Eric Brown, former Ohio Supreme Court chief justice and chair of the steering committee for Vouchers Hurt Ohio, said the group “never trusted that state lawmakers would fully fund public schools.”
“Instead they are intent on giving refunds and rebates to wealthy families to pay for private schools and forcing homeowners and taxpayers to pay more for their local public schools,” Brown said in a statement. “We believe this system is unsustainable and unconstitutional.”
DiMauro acknowledged that the Fair School Funding Plan will require inputting the real costs on an ongoing basis to account for inflation, and having the funding method keep up with those costs, but to do so would only be keeping up with what the constitution asks of state leaders, he said.
“It means finally having a system that will meet the requirements of the constitution and serve the needs of the nearly 90% of students who are in our public schools,” DiMauro said.
Aaron Churchill, Ohio research director for charter school advocates The Fordham Institute, said the cost of the Cupp-Patterson plan is “something that the legislature is just going to have to grapple with over the longterm.”
Charter schools in Ohio have “long been underfunded,” Churchill said, and the fact that public school enrollment has seen a decline in recent years shows that public schools “should have less need for funding” but also more focus on putting the funding “where the needs are the greatest.”
“Our school funding should be driven by enrollment and head counts,” Churchill said. “There’s a lot of money going to our public schools, so the dollars are going even further than they would if our state had a growing student population.”
The enrollment in public schools has gone down slightly over the past few years, though some experts attribute that to a national decline in birth rates more than participation choices.

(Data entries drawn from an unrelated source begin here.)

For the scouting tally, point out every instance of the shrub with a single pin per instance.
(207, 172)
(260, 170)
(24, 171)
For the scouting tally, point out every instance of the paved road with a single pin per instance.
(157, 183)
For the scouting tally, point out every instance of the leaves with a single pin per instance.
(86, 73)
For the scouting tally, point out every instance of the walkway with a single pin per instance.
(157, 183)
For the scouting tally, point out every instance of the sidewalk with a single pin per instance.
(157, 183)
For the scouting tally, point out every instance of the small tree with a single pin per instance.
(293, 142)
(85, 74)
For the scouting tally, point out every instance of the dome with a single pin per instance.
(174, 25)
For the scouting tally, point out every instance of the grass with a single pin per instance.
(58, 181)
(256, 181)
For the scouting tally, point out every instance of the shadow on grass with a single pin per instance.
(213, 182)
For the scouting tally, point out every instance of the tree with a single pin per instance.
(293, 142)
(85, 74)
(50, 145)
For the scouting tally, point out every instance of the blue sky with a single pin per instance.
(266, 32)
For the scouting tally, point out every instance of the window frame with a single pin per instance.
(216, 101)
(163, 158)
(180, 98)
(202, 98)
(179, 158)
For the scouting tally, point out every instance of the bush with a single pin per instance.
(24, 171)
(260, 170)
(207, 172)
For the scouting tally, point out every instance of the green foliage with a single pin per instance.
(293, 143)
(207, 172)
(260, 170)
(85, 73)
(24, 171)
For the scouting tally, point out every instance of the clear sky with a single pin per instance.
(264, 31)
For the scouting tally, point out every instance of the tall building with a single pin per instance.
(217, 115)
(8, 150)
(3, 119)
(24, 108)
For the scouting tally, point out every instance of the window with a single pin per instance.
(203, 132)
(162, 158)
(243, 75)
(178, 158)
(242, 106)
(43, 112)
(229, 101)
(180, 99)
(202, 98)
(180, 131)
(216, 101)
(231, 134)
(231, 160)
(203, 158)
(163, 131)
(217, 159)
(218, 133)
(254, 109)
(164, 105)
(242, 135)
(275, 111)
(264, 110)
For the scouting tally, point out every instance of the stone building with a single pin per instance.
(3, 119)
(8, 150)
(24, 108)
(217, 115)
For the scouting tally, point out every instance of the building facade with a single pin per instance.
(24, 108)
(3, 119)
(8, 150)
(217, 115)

The National Center for Education Statistics sets projections for enrollment, and estimates Ohio’s public school student enrollment will go down by 7.6% by 2031, a loss of more than 127,000 students.
The most recent data from the Ohio Department of Education and Workforce showed more than 1.75 million students in public schools, versus 173,156 students in the state’s non-public schools.
The public school numbers showed a loss of 5,400 students compared to numbers reported by the ODEW in fiscal year 2023. That’s down from 2022 as well, but public schools saw an increase of nearly 18,000 students between 2021 and 2022, according to state data.
Non-public schools have seen gradual increases since fiscal year 2021, when enrollment was reported at 162,917.
Still, in the 2022-2023 school year, the ODEW reported 88% of schools in Ohio were traditional public schools, followed by community schools at 9.4% and vocational schools at 2.1%.